If Moody's and Standard & Poor's both downgrade the authority by one notch, it would face a $220 million swap termination or collateralization payment to UBS Securities LLC, counterparty on two DRPA swaps. Making that payment would shrink the authority's general fund to between $20 million and $30 million, and could prompt further downgrades John Hanson, DRPA's chief financial officer, said in a phone interview.

A one-notch downgrade by either rating agency would prompt higher costs on the DRPA's letters of credit and boost those expenses by about 20 basis points a year, or $1.2 million to $1.3 million of additional debt-service payments annually, Hanson said.

If the toll debate prohibits the DRPA from finalizing its 2011 operating budget by Dec. 31, that could turn its $700 million of variable-rate bonds into bank bonds.
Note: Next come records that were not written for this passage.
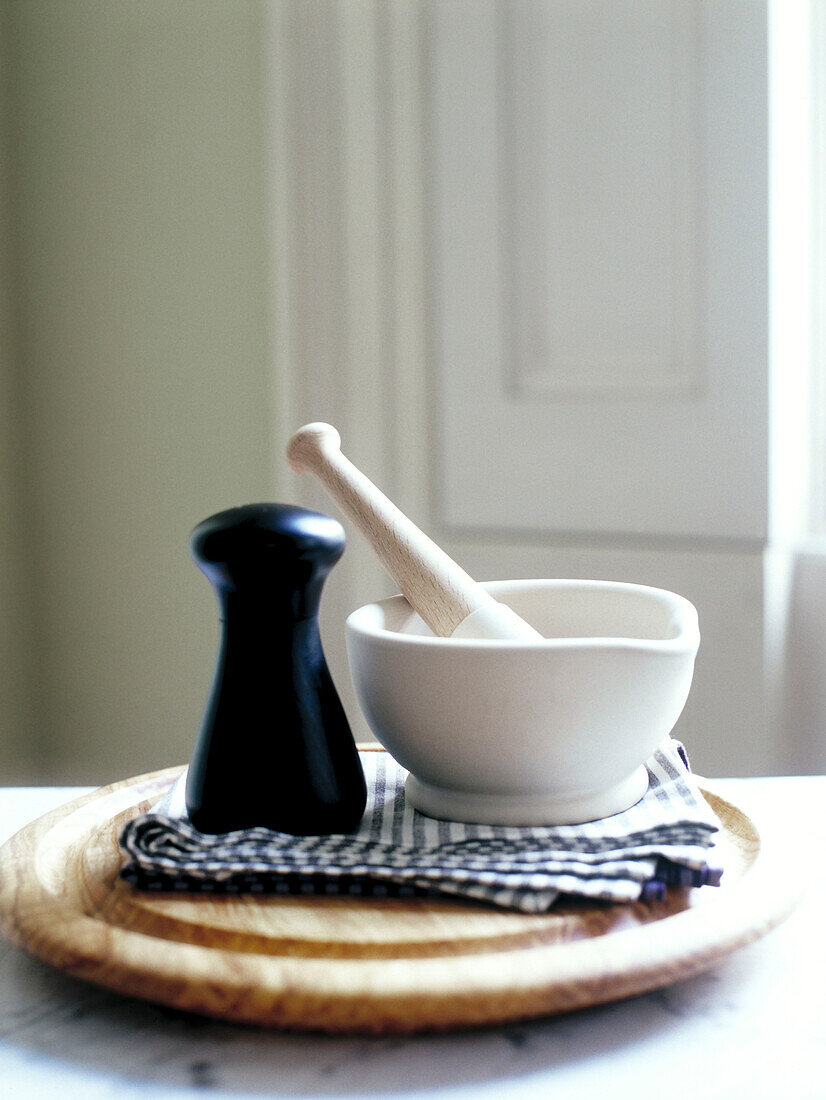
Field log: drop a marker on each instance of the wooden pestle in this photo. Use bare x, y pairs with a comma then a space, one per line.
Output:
448, 600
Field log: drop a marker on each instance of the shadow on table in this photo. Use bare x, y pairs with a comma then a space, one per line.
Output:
44, 1012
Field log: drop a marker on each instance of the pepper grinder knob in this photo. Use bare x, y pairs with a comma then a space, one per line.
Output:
274, 747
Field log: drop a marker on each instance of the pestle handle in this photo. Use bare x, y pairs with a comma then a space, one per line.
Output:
433, 584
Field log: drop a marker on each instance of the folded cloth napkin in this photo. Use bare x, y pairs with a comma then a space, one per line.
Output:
664, 839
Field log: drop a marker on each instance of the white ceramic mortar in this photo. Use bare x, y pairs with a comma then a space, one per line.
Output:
510, 733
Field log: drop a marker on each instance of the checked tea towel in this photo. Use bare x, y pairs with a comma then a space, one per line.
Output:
665, 839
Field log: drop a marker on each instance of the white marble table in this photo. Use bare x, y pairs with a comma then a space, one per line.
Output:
753, 1027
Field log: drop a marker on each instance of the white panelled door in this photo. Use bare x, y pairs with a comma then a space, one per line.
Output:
539, 319
599, 179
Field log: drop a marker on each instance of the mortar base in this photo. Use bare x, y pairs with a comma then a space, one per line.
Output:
525, 810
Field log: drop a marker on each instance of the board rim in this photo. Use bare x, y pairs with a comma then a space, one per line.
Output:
381, 994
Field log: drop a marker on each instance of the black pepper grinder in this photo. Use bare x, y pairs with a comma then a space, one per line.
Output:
274, 747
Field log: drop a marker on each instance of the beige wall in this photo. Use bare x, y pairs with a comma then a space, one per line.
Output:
135, 364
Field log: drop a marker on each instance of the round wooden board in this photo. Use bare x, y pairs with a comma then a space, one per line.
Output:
360, 966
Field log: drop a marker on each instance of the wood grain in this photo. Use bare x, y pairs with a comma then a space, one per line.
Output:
360, 966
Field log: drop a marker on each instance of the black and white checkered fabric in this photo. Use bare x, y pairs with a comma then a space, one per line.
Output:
664, 839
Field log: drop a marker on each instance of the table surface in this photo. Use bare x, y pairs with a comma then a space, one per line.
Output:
752, 1027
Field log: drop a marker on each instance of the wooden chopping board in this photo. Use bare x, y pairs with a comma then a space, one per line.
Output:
361, 966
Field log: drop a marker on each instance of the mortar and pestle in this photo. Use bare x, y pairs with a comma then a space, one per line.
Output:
513, 702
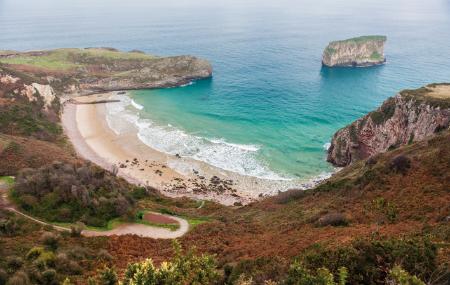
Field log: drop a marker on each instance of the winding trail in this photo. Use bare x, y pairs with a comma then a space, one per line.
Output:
123, 229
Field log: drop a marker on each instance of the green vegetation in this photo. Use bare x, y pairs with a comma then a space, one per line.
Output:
140, 220
9, 180
361, 39
26, 118
44, 259
376, 56
66, 59
422, 95
66, 193
384, 113
182, 269
329, 50
365, 260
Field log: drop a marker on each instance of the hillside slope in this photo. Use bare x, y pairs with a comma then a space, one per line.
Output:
412, 115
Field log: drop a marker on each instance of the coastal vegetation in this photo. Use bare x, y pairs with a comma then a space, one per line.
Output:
359, 51
382, 219
67, 193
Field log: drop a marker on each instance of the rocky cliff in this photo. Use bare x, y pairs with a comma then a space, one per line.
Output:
412, 115
84, 71
360, 51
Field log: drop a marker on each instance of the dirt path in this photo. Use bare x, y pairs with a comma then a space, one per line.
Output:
123, 229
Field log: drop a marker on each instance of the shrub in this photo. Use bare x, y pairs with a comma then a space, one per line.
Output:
19, 278
333, 219
64, 264
14, 263
76, 230
258, 270
298, 275
385, 210
50, 240
9, 226
368, 259
49, 276
3, 277
400, 164
182, 269
41, 258
289, 195
66, 193
108, 276
104, 255
398, 276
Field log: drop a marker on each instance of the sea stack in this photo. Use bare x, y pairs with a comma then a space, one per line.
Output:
355, 52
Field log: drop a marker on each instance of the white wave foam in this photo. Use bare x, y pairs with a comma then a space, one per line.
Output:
136, 105
233, 157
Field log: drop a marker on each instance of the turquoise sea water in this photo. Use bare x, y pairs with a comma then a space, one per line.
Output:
270, 107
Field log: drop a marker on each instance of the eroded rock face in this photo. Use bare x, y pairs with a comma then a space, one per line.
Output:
358, 52
412, 115
85, 71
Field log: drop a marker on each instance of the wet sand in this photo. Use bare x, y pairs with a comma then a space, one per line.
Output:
88, 130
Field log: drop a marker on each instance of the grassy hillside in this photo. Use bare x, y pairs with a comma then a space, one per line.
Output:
71, 59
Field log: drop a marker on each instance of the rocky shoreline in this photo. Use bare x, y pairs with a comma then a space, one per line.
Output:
410, 116
362, 51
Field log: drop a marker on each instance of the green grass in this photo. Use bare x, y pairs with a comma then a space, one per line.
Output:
172, 227
54, 61
193, 222
362, 39
66, 59
376, 56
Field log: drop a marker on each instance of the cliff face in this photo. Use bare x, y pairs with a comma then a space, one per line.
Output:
361, 51
412, 115
84, 71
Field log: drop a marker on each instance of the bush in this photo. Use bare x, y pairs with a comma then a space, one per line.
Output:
367, 260
400, 164
49, 276
398, 276
66, 265
333, 219
66, 193
289, 195
14, 263
104, 255
9, 227
298, 275
76, 230
182, 269
50, 240
3, 277
41, 258
108, 276
19, 278
258, 270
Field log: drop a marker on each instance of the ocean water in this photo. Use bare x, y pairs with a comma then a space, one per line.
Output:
270, 109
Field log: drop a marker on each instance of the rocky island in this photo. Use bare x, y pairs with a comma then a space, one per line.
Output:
355, 52
410, 116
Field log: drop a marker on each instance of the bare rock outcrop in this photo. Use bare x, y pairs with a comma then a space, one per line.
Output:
412, 115
357, 52
91, 70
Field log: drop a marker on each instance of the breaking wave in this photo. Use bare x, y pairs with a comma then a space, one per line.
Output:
239, 158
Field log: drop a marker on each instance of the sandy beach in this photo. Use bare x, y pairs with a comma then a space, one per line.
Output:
85, 124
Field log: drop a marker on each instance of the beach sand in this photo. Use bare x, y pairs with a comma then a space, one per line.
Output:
88, 130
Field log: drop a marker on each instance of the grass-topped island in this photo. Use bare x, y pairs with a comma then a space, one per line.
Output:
356, 52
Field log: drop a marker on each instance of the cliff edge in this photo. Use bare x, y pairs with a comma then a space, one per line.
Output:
357, 52
90, 70
412, 115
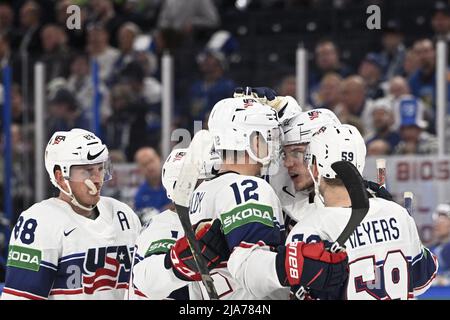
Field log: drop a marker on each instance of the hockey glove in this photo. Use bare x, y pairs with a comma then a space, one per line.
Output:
311, 266
213, 246
374, 189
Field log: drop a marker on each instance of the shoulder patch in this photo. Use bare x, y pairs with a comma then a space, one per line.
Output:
24, 258
247, 213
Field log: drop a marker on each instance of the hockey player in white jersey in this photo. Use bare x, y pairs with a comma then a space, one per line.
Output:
248, 135
150, 278
78, 245
386, 258
298, 131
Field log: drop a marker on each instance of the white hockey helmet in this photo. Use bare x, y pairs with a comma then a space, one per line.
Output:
335, 143
174, 162
75, 147
235, 122
300, 128
289, 110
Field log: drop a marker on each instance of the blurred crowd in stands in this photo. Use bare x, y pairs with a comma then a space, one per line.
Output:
381, 81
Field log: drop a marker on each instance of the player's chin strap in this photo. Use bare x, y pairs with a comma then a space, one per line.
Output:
74, 201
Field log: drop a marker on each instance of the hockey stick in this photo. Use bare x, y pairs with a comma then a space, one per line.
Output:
381, 172
199, 149
408, 198
354, 184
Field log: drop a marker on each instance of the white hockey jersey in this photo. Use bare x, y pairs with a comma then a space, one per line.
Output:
292, 202
55, 253
386, 257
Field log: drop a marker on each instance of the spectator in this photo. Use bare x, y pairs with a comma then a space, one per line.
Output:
329, 91
56, 54
133, 122
410, 63
393, 53
188, 16
30, 21
64, 113
76, 37
151, 193
6, 18
383, 120
440, 21
370, 70
414, 140
327, 60
423, 81
441, 247
99, 49
212, 87
5, 50
133, 51
288, 86
378, 147
397, 87
17, 105
102, 13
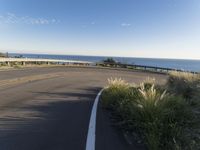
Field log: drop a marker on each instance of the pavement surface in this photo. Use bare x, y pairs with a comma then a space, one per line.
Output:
50, 108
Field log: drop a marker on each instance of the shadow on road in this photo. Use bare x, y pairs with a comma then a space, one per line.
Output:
49, 121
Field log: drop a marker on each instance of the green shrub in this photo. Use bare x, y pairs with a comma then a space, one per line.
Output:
184, 84
159, 118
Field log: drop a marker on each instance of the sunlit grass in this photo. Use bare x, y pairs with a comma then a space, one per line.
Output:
161, 118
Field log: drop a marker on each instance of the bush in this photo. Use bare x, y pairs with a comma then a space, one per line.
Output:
159, 118
184, 84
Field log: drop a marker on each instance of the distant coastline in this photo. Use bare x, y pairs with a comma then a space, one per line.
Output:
183, 64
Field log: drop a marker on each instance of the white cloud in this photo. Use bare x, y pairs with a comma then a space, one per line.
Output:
11, 18
125, 24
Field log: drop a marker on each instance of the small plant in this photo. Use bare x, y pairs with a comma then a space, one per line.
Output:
159, 118
184, 84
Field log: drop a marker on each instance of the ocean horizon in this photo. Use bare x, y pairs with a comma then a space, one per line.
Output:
182, 64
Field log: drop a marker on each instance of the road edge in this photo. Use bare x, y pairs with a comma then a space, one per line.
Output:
91, 136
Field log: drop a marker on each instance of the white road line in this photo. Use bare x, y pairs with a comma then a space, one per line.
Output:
90, 144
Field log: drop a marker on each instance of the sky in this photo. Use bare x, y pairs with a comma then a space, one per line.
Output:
127, 28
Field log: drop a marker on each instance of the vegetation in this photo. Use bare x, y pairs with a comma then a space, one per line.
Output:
162, 116
3, 55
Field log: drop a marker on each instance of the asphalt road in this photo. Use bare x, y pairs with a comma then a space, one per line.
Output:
53, 113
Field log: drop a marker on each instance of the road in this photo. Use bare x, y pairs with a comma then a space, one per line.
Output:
52, 112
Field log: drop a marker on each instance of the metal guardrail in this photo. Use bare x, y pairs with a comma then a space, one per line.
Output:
35, 60
142, 67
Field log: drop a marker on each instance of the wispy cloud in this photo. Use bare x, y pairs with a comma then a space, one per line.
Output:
11, 18
125, 24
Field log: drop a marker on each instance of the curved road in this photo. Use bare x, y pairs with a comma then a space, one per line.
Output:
49, 108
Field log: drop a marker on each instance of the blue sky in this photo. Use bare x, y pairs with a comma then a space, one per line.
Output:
131, 28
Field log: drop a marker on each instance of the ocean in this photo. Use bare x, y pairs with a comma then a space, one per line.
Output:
187, 65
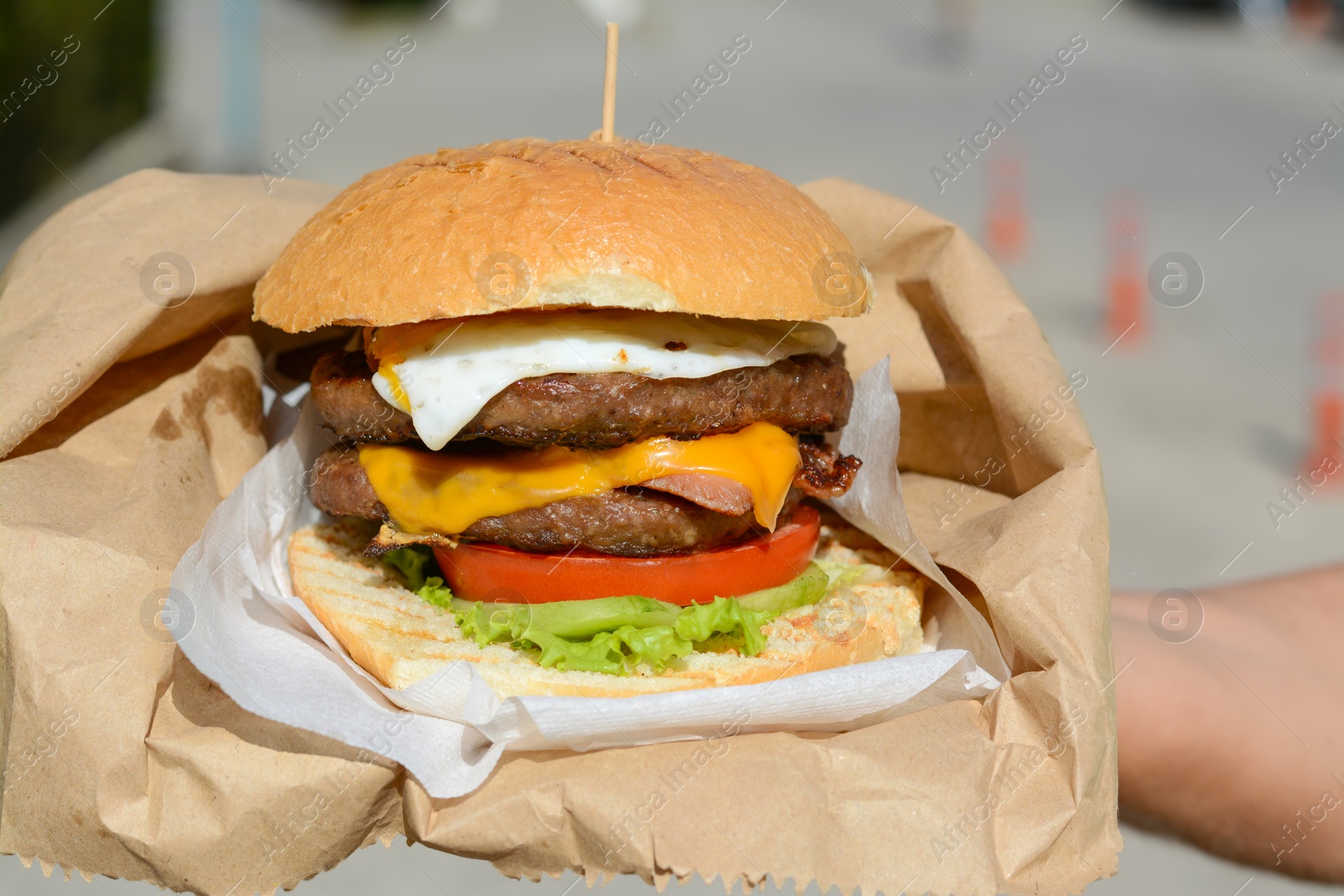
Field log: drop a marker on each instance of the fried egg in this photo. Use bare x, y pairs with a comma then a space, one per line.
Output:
444, 372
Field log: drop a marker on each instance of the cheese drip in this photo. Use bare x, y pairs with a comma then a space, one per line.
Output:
427, 492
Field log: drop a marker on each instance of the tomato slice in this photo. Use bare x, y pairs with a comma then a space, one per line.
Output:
497, 574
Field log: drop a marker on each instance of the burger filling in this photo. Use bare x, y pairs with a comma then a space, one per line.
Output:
609, 432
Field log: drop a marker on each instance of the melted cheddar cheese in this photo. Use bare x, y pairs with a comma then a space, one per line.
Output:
428, 492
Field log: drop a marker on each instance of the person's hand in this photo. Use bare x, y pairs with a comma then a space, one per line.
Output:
1234, 739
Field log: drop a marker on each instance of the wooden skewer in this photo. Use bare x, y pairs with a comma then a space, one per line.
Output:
613, 33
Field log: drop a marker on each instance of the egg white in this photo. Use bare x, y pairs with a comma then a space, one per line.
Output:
450, 379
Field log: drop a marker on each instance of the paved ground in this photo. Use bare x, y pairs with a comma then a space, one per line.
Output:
1200, 423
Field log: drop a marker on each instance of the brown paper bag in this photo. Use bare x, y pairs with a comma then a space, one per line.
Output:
121, 759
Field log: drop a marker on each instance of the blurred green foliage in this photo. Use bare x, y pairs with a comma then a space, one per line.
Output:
67, 110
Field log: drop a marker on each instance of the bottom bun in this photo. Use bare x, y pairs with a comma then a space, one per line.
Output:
400, 638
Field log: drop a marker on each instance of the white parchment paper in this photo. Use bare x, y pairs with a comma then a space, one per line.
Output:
239, 622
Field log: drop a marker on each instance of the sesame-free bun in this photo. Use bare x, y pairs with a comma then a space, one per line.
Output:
400, 638
533, 223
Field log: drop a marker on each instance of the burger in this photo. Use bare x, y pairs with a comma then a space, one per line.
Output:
581, 430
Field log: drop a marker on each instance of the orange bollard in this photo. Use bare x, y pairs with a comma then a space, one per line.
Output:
1005, 222
1126, 322
1326, 458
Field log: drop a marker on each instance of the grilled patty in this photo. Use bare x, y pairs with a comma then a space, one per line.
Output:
803, 394
632, 521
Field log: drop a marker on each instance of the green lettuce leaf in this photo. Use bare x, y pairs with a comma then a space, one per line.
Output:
436, 593
616, 652
806, 589
571, 620
410, 562
616, 634
844, 575
723, 616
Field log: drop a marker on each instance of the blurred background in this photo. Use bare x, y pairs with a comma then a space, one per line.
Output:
1187, 154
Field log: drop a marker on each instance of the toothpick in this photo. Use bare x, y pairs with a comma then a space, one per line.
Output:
613, 33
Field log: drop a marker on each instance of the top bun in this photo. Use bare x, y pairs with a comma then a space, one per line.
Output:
531, 223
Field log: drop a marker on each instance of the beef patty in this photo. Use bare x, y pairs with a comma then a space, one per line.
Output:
631, 521
803, 394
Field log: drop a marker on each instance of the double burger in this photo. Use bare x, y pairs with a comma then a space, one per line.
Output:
582, 423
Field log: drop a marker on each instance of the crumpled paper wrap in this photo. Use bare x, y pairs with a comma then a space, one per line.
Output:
120, 758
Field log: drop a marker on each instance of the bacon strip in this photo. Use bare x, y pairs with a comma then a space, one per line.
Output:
824, 473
That would require the authority to pay an 11% interest rate on the variable-rate bonds, unless it refinanced the debt into fixed rate. Hanson considers that a "doomsday" scenario, but did educate the commissioners on that potential risk.

"What we would do is we would find a way to refinance those bonds and we would take them away from whoever the bank was that did that and we would wind up doing business with somebody else," Hanson said.

Moody's rates the DRPA's $1.3 billion of outstanding debt A3 with a negative outlook. Standard & Poor's rates the credit A-minus with a stable outlook.

Peter Nissen, managing director at Acacia Financial, estimates that a one-notch downgrade by one rating agency could require the authority to pay 40 to 50 basis points more when borrowing in the future, costing $2 million to $3 million in additional debt service each year.

If the board delays the July 1 toll increase, it will be the DRPA's second toll-hike postponement. The tolls were set to increase on Sept. 1 but the board pushed that $1 toll hike to July 1, 2011 at its December 2009 meeting.

"The postponement in additional toll increases will be an important factor in the rating moving forward given the size of the anticipated capital program and the revenues needed to support such a large program," Moody's said in a March 25 report.

Standard & Poor's analyst Adam Torres said the rating agency is concerned about the DRPA issuing new-money debt absent a toll increase."If it's delayed and they still go forward with plans to issue additional debt in 2011 as they had planned to, then it would be a concern," he said.

Hanson anticipates the DRPA would need to issue new-money debt in late 2011 or early 2012 as capital funds on hand will run out by that time.